IOS debate controle das transnacionais, direitos humanos e ação sindical

Da esquerda para a direita, João Felício, a secretária de formação dos bancários, Erica Oliveira, o presidente do IOS, Siderlei de Oliveira, a vice-representante da FES, Katharina Hofmann e João Cayres

Comunicação IOS

O Instituto Observatório Social (IOS) realizou na quinta-feira,  24,  no Sindicato dos Bancários, na capital paulista,  o seminário "Pesquisa e Ação Sindical - Cadeias Globais, Tratado Vinculante e Ação Sindical”. O evento, organizado em parceria com a Fundação Friedrich Ebert - Brasil (FES),  teve entre seus objetivos discutir as estratégias de resistência ao poder das empresas transnacionais e suas sistemáticas violações aos direitos humanos e trabalhistas.

O debate reuniu dirigentes sindicais da Central Única dos Trabalhadores (CUT), de confederações internacionais e representantes de  organizações sociais como Núcleo Amigos da Terra Brasil, Rede Brasileira Pela Integração dos Povos (Rebrip), além de pesquisadores e do ministro do exterior e conselheiro na Missão Permanente do Equador em Genebra, Luís Espinosa Salas.

Outro assunto aprofundado foi o Tratado Vinculante, que está sendo discutido no âmbito das negociações da Organização das Nações Unidas (ONU) juntamente com movimentos e organizações sociais de todo o mundo. A proposta do tratado é ser um instrumento jurídico  que obrigue empresas transnacionais a respeitarem normas e direitos humanos em qualquer país onde atuam.  Porém, o debate sobre a criação de um código de conduta para as corporações transnacionais já se arrasta desde 1970. De lá para cá,  a força das corporações nas esferas política, jurídica e econômica só aumentou,  impulsionada  pelo enfraquecimento do papel Estado cada vez mais ajustado às necessidades e interesses empresariais. 
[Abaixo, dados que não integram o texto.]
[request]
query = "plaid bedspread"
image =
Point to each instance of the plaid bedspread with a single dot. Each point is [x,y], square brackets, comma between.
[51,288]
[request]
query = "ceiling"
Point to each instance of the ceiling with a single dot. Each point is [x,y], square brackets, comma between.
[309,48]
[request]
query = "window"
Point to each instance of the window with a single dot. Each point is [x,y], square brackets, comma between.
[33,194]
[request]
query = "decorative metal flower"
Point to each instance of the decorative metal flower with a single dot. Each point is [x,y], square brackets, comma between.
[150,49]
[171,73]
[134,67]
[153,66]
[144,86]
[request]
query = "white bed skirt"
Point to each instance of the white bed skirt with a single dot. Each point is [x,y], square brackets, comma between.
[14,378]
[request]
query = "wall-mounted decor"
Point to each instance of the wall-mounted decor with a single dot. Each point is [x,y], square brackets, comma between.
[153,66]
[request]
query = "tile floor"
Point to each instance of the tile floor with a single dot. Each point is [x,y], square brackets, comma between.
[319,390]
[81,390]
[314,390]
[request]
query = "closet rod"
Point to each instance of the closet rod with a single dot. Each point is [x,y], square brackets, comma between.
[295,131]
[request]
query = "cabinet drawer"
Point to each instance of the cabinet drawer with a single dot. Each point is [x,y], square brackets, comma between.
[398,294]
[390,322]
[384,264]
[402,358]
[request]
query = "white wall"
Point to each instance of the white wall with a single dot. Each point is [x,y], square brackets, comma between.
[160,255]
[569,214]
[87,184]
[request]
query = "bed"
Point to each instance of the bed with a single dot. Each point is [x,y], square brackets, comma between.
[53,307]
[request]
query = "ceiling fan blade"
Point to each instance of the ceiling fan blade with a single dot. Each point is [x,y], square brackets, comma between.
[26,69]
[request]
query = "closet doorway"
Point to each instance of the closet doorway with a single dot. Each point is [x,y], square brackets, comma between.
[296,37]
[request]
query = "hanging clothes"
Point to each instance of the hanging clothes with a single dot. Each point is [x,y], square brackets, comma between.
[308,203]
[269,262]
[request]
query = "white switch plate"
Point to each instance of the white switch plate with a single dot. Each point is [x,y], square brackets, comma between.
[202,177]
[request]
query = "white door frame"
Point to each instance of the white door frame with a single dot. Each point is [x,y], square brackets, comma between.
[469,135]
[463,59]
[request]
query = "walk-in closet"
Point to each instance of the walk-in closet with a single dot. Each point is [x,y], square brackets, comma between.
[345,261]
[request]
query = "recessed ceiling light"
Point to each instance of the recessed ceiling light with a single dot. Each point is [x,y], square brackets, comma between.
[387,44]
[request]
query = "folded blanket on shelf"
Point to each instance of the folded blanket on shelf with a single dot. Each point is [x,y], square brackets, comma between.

Tratados, cadeias globais e poder sem limites

O assunto é fundamental para agenda de luta do movimento sindical que tem entre as suas tarefas trabalhar para que os interesses das multinacionais não se sobreponham aos interesses públicos. “As empresas não pagam impostos pelo ganham em cada país e junto com o setor financeiro controlam o mundo todo ”, lembrou  Jocelio Drummond, Secretário Regional das Américas da Internacional de Serviços Públicos (ISP) e integrante da Rebrip.  Para ele, é preciso ficar atento às estratégias que as empresas usam para desviarem de punições e responsabilidades, além de utilizarem tratados de livre comércio e acordos  internacionais para tirar do Estado o poder de decisão e passá-lo às empresas. É por meio desses tratados que as transnacionais têm acesso aos mercados mundiais e recursos em várias partes do mundo. “Se não pensarmos essas questões de forma global, faremos uma luta parcial. Temos de compreender os interesses políticos e comerciais das empresas”, avaliou Drummond.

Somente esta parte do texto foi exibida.